No hay manera de acostumbrarse.
A lo demás puede ser, pero no al perdón de Dios
que mana de Su costado y se derrama
por todo tu frágil cuerpo de barro y desdichas,
y por todas y cada una de tus potencias.
Dios que mana de la Cruz y que se hace mano que sana
y absuelve y arranca de raíz el pecado y la vergüenza.
Mano en tu mano, mano de misericordia
que siembra de Cielo tu alma contrita.
Divino Jesús, tan humano, tan Dios, tan enamorado.
“Yo te absuelvo”. Yo, Él.
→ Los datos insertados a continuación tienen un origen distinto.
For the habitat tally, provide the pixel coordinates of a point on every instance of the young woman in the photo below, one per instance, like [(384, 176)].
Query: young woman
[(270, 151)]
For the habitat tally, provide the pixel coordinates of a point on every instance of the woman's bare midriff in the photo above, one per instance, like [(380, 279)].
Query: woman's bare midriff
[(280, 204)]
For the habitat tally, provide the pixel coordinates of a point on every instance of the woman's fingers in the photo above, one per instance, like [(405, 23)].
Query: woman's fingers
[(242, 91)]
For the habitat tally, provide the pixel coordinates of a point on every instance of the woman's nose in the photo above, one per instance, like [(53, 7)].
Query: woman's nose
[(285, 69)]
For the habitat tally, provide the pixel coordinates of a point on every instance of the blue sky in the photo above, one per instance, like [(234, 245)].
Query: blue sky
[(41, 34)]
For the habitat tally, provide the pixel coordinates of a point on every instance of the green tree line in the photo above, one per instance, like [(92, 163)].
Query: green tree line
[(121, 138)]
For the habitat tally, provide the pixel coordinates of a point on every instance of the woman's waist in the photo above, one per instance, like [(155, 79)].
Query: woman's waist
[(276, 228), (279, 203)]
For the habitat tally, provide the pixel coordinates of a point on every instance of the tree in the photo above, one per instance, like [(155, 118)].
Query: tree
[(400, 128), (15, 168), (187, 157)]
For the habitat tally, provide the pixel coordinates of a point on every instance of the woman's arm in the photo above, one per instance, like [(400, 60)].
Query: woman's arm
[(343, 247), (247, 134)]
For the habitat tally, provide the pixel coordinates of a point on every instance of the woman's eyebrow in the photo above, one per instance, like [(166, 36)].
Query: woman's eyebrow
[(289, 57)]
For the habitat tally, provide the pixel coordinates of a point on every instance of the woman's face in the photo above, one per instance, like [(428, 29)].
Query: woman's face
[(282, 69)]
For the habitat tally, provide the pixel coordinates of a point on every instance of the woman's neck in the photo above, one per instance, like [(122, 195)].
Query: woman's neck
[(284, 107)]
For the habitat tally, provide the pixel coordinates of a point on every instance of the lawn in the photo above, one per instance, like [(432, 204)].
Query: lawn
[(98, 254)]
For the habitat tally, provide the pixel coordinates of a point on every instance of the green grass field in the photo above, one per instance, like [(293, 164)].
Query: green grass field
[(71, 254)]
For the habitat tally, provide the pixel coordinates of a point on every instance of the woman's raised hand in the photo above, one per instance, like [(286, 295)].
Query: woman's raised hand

A ti, indigno, pero hijo.
Una frase que se adentra en tu corazón como llama,
y remueve y limpia y quema y olvida el pecado.
Es el orden supremo de la alegría resucitada,
de la pureza que necesitas para ser otro Cristo.
No me tengo que esconder de nadie ni de nada,
ni reciclar las palabras en palabrería vana.
Le amo cada día con más ahínco, con más ganas,
pero vuelvo a las andadas de la pereza o de la soberbia,
clavándole espinas y besándole en falso.
Es el mismo Jesús el que perdona, Jesús Dios y Persona,
sacramento vivo. “Yo te absuelvo”. No hay pecado
suficientemente grave, no hay lugar suficientemente lejano.
“A aquellos que les perdonéis los pecados les serán perdonados”.